Personal Property Security Law by Ronald Cuming and Catherine Walsh. The book examines secured transactions in common law jurisdictions with comparative analysis of international approaches.
Principles of Secured Transactions by James White and Robert Summers. This work presents the evolution of secured transactions law from pre-UCC to modern practice.
International Secured Transactions by Harry Sigman and Eva-Maria Kieninger. The text analyzes secured transactions across different legal systems and international conventions.
Secured Credit: A Systems Approach by Lynn LoPucki and Elizabeth Warren. This book connects secured transactions to bankruptcy law and commercial practice through systematic analysis.
Personal Property Security Law by Ronald Cuming and Catherine Walsh. The book examines secured transactions in common law jurisdictions with comparative analysis of international approaches.
Principles of Secured Transactions by James White and Robert Summers. This work presents the evolution of secured transactions law from pre-UCC to modern practice.
International Secured Transactions by Harry Sigman and Eva-Maria Kieninger. The text analyzes secured transactions across different legal systems and international conventions.
Secured Credit: A Systems Approach by Lynn LoPucki and Elizabeth Warren.
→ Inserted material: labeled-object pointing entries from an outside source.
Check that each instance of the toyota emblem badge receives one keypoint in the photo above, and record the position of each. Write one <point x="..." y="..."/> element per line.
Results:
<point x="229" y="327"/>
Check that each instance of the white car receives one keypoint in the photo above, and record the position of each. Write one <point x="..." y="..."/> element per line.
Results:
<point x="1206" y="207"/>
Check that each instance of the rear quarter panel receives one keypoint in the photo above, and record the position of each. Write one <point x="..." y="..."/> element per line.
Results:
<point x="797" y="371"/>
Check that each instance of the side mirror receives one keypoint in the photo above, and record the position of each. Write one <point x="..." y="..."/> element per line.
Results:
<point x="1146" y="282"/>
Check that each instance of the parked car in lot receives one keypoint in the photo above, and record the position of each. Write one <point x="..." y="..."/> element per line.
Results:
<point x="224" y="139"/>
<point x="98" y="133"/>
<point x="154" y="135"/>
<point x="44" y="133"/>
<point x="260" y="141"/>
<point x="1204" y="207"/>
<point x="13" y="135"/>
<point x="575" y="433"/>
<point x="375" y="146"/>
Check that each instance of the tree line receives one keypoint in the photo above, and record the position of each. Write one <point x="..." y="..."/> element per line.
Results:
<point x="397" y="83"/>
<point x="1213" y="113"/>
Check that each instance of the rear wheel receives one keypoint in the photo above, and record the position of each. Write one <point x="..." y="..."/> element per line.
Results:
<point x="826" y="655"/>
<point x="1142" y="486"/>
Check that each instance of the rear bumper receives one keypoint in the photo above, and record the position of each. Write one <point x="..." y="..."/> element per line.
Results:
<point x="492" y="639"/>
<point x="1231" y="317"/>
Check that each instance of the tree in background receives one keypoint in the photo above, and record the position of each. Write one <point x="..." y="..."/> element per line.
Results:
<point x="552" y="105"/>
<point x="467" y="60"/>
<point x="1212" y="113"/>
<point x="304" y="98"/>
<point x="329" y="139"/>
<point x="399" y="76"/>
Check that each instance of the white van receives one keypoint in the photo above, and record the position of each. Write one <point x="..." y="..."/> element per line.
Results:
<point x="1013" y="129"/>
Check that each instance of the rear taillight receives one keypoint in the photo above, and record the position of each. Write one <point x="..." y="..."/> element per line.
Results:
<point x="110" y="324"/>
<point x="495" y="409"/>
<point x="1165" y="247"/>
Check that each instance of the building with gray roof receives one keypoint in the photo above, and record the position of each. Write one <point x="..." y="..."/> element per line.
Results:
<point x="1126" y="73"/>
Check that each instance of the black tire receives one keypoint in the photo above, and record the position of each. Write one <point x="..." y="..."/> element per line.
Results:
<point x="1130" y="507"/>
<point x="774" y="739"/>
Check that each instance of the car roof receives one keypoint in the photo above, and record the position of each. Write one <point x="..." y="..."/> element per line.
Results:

This book connects secured transactions to bankruptcy law and commercial practice through systematic analysis.
🤔 Interesting facts
📚 Grant Gilmore wrote this landmark text while serving as a professor at Yale Law School, completing the two-volume work in 1965.
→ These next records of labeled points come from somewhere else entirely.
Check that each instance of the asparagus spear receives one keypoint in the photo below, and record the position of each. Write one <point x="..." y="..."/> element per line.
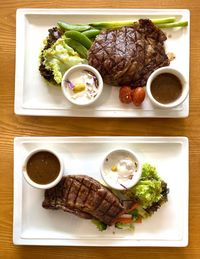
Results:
<point x="174" y="24"/>
<point x="116" y="24"/>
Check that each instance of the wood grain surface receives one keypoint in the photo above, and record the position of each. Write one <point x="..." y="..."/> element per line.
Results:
<point x="13" y="125"/>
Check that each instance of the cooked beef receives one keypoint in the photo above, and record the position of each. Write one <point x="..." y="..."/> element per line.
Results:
<point x="128" y="55"/>
<point x="84" y="197"/>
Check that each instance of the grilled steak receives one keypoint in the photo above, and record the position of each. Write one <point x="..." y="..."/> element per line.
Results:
<point x="128" y="55"/>
<point x="84" y="197"/>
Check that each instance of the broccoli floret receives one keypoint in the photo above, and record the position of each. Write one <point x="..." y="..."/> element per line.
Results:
<point x="100" y="225"/>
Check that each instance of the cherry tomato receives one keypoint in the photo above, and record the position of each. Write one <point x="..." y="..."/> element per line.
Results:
<point x="138" y="95"/>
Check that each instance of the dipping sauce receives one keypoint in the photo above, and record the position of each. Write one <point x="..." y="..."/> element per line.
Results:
<point x="166" y="88"/>
<point x="82" y="86"/>
<point x="43" y="167"/>
<point x="121" y="169"/>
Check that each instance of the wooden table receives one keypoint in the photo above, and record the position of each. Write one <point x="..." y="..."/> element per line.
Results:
<point x="13" y="125"/>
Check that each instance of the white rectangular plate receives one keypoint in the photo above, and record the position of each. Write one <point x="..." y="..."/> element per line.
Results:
<point x="33" y="96"/>
<point x="34" y="225"/>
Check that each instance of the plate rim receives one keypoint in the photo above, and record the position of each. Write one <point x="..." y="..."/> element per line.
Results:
<point x="20" y="59"/>
<point x="17" y="195"/>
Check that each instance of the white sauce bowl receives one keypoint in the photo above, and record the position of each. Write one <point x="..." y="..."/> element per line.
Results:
<point x="112" y="159"/>
<point x="67" y="92"/>
<point x="178" y="74"/>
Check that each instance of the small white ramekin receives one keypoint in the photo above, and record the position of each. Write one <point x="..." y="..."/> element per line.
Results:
<point x="42" y="186"/>
<point x="114" y="156"/>
<point x="185" y="87"/>
<point x="66" y="90"/>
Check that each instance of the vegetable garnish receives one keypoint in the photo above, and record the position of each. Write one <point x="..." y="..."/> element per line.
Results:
<point x="70" y="84"/>
<point x="100" y="225"/>
<point x="149" y="194"/>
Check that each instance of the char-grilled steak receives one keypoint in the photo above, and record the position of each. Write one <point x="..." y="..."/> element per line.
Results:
<point x="84" y="197"/>
<point x="128" y="55"/>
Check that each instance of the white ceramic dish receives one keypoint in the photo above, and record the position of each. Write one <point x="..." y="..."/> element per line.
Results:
<point x="68" y="92"/>
<point x="34" y="97"/>
<point x="111" y="177"/>
<point x="34" y="225"/>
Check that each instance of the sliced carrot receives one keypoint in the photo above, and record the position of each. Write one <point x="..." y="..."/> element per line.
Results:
<point x="123" y="220"/>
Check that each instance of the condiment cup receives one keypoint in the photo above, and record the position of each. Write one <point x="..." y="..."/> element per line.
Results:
<point x="66" y="91"/>
<point x="42" y="186"/>
<point x="112" y="159"/>
<point x="179" y="75"/>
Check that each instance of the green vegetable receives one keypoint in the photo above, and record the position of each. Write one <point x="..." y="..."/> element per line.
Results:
<point x="124" y="226"/>
<point x="174" y="24"/>
<point x="92" y="33"/>
<point x="148" y="192"/>
<point x="149" y="189"/>
<point x="59" y="58"/>
<point x="81" y="38"/>
<point x="73" y="27"/>
<point x="82" y="51"/>
<point x="149" y="171"/>
<point x="117" y="24"/>
<point x="100" y="225"/>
🏆 The book became the definitive treatise on Article 9 of the Uniform Commercial Code, which Gilmore himself helped draft as a member of the original UCC drafting committee.
⚖️ Prior to this book's publication, the law of secured transactions was a complex patchwork of different state rules involving chattel mortgages, conditional sales, and trust receipts.
📖 At over 1300 pages, the comprehensive work traces the evolution of security interests from pre-industrial times through the modern banking era.
🎓 The book won the prestigious Coif Award from the Association of American Law Schools and remains required reading in many law school courses on secured transactions.